This year, however, the chosen theme is drawing scrutiny, due to its overarching motif: “Stop ICE.”
Splashed across one side of the Milwaukee County Transit System bus in question is a mural depicting officers detaining immigrant families.
Meanwhile, another part of the bus wrapping provides advice on how community members can evade U.S. Immigration and Customs Enforcement (ICE) authorities, should agents come knocking on their door.
The bus art project was sponsored by the Milwaukee Art Museum as part of an ongoing teen ArtXpress program.
With ICE having recently carried out what immigration officials have said could be the biggest single-state raid in U.S. history in Mississippi this month, students in Milwaukee said they wanted to use this annual opportunity to speak out in support of the families affected by the Trump administration’s ongoing immigration crackdown.

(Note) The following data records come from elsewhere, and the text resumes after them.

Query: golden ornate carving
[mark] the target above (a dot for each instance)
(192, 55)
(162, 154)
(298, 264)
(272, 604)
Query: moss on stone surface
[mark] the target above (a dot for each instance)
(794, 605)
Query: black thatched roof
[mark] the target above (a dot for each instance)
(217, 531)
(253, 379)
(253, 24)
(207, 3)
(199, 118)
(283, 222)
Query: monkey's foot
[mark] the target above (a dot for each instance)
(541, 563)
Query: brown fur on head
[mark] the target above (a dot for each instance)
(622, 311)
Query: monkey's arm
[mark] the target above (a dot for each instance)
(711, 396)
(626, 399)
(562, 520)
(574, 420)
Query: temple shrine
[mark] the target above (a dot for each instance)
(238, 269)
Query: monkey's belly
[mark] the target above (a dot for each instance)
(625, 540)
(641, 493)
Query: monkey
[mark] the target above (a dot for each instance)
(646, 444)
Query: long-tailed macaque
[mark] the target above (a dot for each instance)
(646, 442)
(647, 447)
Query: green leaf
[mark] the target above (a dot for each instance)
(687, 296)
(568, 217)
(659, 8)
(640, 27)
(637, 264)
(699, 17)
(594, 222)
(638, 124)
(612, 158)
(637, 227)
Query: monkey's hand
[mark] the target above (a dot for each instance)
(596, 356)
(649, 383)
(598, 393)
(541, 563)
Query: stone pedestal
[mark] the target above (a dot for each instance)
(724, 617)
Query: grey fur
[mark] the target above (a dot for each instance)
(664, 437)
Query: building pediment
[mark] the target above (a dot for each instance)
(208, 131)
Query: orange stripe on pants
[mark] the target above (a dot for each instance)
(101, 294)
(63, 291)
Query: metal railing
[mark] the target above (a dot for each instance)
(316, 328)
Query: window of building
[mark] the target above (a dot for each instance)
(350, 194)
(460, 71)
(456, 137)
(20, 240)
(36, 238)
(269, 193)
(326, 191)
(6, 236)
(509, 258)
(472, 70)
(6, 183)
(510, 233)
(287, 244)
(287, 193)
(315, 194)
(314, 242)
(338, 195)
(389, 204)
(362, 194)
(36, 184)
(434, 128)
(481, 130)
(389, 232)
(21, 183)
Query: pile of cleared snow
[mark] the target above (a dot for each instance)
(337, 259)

“It’s something that we wish wasn’t real, but it’s something that people are actually facing now,” one student artist involved in the project, Yazmillie Reyes told Fox 6 News about this year’s chosen theme.
While Reyes and other students hoped their artwork would spark discussion within their community, some residents said they took offense to the project.
“I feel like them writing on there on how to avoid ICE when they come to your doorstep, I find, as a Milwaukee taxpayer that is paying for that, I find that quite insulting,” one resident, Michael Percy told the broadcaster.
Reyes defended the project, however, asserting that it is “not anti-police at all.”
“We just wanted to show that an immigrant can be anybody,” the student said. “America was created off of immigrants.”
The MCTS has not immediately responded to a request for comment from Newsweek, but in a statement to Fox 6, a spokesperson said that it allowed the students to move ahead with the theme because the Milwaukee Art Museum had paid for the ad just as any advertiser would. Further, the project did not violate the transport service’s guidelines for content.
Meanwhile, Milwaukee County Supervisor Sequanna Taylor stood staunchly in support of the project, saying: “I am proud of the students who bravely stood up for themselves and their peers during such a challenging time for our country.”
Taylor said she was inspired by students’ art, which she said “draws attention to serious human rights violations occurring under our current administration. I applaud them for using their civil rights to protect the rights of others with this important work.”
“Families are being ripped apart by the federal government’s inhumane treatment. Our children in the United States see news images and hear stories daily about youth who look just like them being torn away from their parents—not only at the border but also in their hometowns across the country,” she said. “I stand with these children whose art speaks out against the uncivil and inhumane policy of separating and detaining migrant families. We must not stop fighting to keep families together.”